Catholicism is a language of its own, according to Father Dexter Brewer, pastor of Christ the King Church and Vicar General and Adjutant Judicial Vicar for the Diocese of Nashville, as he led the first night of the “Exploring the Eucharist: A Lenten Retreat in a Time of Eucharistic Revival” on Monday, Feb. 27, at Christ the King Church in Nashville.
Throughout the three-day retreat, sponsored by the Christ the King Women’s Council, Father Brewer takes attendees through an examination of the Mass, “its parts, historical origins, theological significance,” according to event materials.
The first evening focused on the beginning of the Mass through the Liturgy of the Word.
To begin, Father Brewer recalled the first time he ever attended a Catholic Mass. It was 1975, and Father Brewer, who had been raised Baptist, was invited by a Catholic friend.
“I remember being moved by the simplicity of it,” Father Brewer said. “It’s in four parts – opening rites, the Liturgy of the Word, one table, the Liturgy of the Eucharist, another table, and the closing rites.”
Everything in the Mass is a symbol, rooted in Scripture, he continued. There’s an elegance to it.
“When we gather in this place on Sundays or for daily liturgy, we come with all kinds of things on our minds,” said Father Brewer, but with the start of the opening rites, the faithful come together as a community as the opening song begins. “It’s really important this part and it’s important that we all gather in it to participate because we need to be formed as a single praying body.”
And as the opening song is sung, the procession begins.
“The opening song and the procession are an important part of us becoming a worshiping community,” Father Brewer said. “It is always Palm Sunday. Every procession is Palm Sunday because what we’re doing is we’re processing into this area where we celebrate the Lord’s sacrifice, his suffering, death, and resurrection here at this altar, and so the procession into Jerusalem, as it were, is the Palm Sunday procession.
“It is important to note that every action in the liturgy is connected to something,” he said. “The nature of symbols is to set your mind free to make association.”
Next, the priest reaches the front of the altar, genuflects, or bows, and then kisses the altar as a reverence to the person of Christ as well to continue the tradition of honoring the sacrifice of the martyrs.
“Catholicism is a language,” Father Brewer said.
After reverencing the altar and ending the opening hymns, the Mass begins with the sign of the cross, and the greeting “The Lord be with you,” to which the congregation responds, “And with your Spirit”. Then, comes the Penitential Rite, and the singing of the Gloria, he said, which all have roots in Scripture. Then, the celebrating priest reads the Collect.
“I said at the beginning that we come to this place on Sunday with all kinds of things on our minds. We worry about friends and family, we worry about ourselves, until the Collect,” he said. “The priest, in very few words, after inviting us to pray with him, tries to capture all that in just a few words. … It collects all the thoughts and hearts of the people.”

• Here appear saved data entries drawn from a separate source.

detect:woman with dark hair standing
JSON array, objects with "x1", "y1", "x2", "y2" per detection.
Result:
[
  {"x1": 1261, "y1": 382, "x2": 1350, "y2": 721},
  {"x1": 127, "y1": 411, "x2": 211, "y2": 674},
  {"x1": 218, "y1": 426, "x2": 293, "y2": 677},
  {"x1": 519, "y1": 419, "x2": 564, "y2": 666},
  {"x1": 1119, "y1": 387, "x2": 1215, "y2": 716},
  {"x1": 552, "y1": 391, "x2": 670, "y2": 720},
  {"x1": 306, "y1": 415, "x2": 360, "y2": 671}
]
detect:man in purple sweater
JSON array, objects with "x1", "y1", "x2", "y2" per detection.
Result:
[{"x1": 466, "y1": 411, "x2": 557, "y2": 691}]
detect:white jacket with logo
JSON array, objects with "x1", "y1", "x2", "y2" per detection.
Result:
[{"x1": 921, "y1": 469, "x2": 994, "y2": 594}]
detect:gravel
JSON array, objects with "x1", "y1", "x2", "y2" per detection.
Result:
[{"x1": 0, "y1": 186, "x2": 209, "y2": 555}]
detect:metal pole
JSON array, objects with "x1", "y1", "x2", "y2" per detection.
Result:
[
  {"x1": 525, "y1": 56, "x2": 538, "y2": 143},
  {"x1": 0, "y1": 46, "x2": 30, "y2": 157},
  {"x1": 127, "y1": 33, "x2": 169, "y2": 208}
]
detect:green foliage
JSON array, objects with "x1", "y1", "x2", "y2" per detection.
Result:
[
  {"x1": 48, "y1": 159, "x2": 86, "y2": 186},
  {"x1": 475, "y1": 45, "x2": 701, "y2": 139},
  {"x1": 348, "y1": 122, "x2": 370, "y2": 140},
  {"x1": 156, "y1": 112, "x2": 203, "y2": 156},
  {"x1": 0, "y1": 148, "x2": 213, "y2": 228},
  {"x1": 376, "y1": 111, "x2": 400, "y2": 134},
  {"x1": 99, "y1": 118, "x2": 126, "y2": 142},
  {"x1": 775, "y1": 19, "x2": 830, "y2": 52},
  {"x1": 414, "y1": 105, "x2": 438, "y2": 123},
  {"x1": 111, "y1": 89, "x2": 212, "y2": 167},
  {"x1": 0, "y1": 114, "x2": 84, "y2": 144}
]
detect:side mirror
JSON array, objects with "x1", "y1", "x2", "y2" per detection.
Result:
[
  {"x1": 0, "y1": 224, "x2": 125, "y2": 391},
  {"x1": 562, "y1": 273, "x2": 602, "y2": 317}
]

After breaking to sing two verses “May We See You”, Father Brewer ended the evening by addressing the Liturgy of the Word – the first reading from the Old Testament, the responsorial psalm, the second reading from the New Testament letters, and the Gospel.
“The Church says that the Scriptures when they are read, it is God’s voice,” Father Brewer said, noting how hearing different lectors reading the Scriptures throughout the weekend will often inspire a new thought on how God is working through his life. “The liturgy is alive. It’s alive. The Spirit is doing extraordinary things always.
“Something is happening, and it’s the work of the Spirit among us,” he said. “We have to breathe it in.”
The retreat continues with an examination of the Liturgy of the Eucharist on Tuesday, Feb. 28, and then Mass, a focus on the Blessed Sacrament, adoration and benediction Wednesday, March 1. Both evenings begin at 6 p.m. in the church.
The retreat is free, but RSVPs are encouraged. There is no requirement to attend all three evenings.